- Born: Evelyn Story October 17, 1896 Wawanesa, Manitoba
- Died: March 26, 1999 (aged 102)
- Spouse: Sherwood Lett
- Awards: Order of Canada

= Evelyn Lett =

Evelyn Lett, (October 17, 1896 - March 26, 1999) was a Canadian women's rights pioneer. Born Evelyn Story in Wawanesa, Manitoba, she moved with her family to Vancouver, British Columbia in 1910.

== Personal life ==
In 1928, Evelyn Story married Sherwood Lett a Canadian soldier, lawyer, diplomat, and jurist. Sherwood and Evelyn Lett had two daughters, Mary and Frances.

== Education ==
Evelyn attended King Edward High School and excelled academically, winning the Governor-General's gold medal and a scholarship to the Vancouver branch of McGill University, the precursor to the University of British Columbia. She received a Bachelor of Arts degree in 1917 from the University of British Columbia (UBC), one of the first female graduates. She was also a founding member of the Alma Mater Society and helped give the UBC women the right to vote in 1914 before women could vote in Canada. She received her Master of Arts degree in 1926 from the University of British Columbia, Department of History. Her thesis, India and Nationhood, is one of UBC's First 100 Theses.

== Advocacy and Community Work ==
Evelyn helped establish the Women's Auxiliary of the Salvation Army and chaired the women's section of the United Way. She served on the board of the Vancouver General Hospital and the YWCA, and was a founding member of the Vancouver Art Gallery.

Following the Second World War, Evelyn Lett served on government commissions regarding the state of women's employment in Canada, including the Advisory Committee on Reconstruction as one of the members of the Subcommittee on the Post-War Problems of Women. Two women from British Columbia, Evelyn Lett and Grace MacInnis, were members of the subcommittee and they reported that women and their employers in Vancouver-area war plants saw “women as an integral part of the future economic structure.” The 1944 report, entitled Post-war Problems of Women: Final Report of the Subcommittee, held that women should be allowed to make a choice to return to the domestic sphere or to continue in paid employment.

== Honours ==
The University of British Columbia (UBC) awarded Evelyn Lett with an honorary Doctor of Law LL.D degree in 1958. Norman MacKenzie, the president of UBC at the time, said that "her wide range of public services reflects the humanity, compassion and respect for learning which have made Evelyn Story Lett a woman, a graduate and a citizen whom we are proud and happy to honour.”

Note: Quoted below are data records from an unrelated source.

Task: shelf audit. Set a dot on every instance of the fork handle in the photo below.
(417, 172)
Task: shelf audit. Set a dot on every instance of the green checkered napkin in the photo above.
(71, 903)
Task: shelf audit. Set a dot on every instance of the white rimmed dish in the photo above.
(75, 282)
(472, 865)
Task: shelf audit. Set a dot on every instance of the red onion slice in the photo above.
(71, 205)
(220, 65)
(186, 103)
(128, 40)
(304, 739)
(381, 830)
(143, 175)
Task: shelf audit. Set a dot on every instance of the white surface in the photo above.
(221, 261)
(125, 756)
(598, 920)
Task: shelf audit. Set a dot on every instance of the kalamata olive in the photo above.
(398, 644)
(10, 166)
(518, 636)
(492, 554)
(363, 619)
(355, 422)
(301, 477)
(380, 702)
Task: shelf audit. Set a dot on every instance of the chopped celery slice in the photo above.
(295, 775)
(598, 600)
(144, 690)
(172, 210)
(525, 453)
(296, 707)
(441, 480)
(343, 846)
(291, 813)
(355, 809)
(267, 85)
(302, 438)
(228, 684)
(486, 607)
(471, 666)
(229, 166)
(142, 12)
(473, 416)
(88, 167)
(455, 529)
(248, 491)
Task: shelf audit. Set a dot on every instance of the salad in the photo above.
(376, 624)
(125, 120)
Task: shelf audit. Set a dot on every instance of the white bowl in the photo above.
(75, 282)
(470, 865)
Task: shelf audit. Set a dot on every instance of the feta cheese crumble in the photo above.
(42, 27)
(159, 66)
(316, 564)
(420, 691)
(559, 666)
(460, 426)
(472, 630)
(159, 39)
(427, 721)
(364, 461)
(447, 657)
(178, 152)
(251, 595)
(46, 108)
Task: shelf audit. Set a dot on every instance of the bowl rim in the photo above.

In October 1958, she was presented with the Great Trekker Award from UBC. The Great Trekker Award was initiated in 1950 and is presented by the Alma Mater Society to a graduate of UBC who has achieved eminence in his or her chosen field of activity and made a worthy and special contribution to the community.

In 1996 the Alma Mater Society created an endowment to provide financial aid for students needing child care. The fund, the largest endowment of its kind at a Canadian university, was named in honour of Lett. She was also given a Lifetime Achievement Award by the Alumni Association, which she helped found.

In 1997, she was made an Officer of the Order of Canada for her "immense impact on the Vancouver community by raising hundreds of thousands of dollars for a seniors facility and a much-needed daycare centre for the University".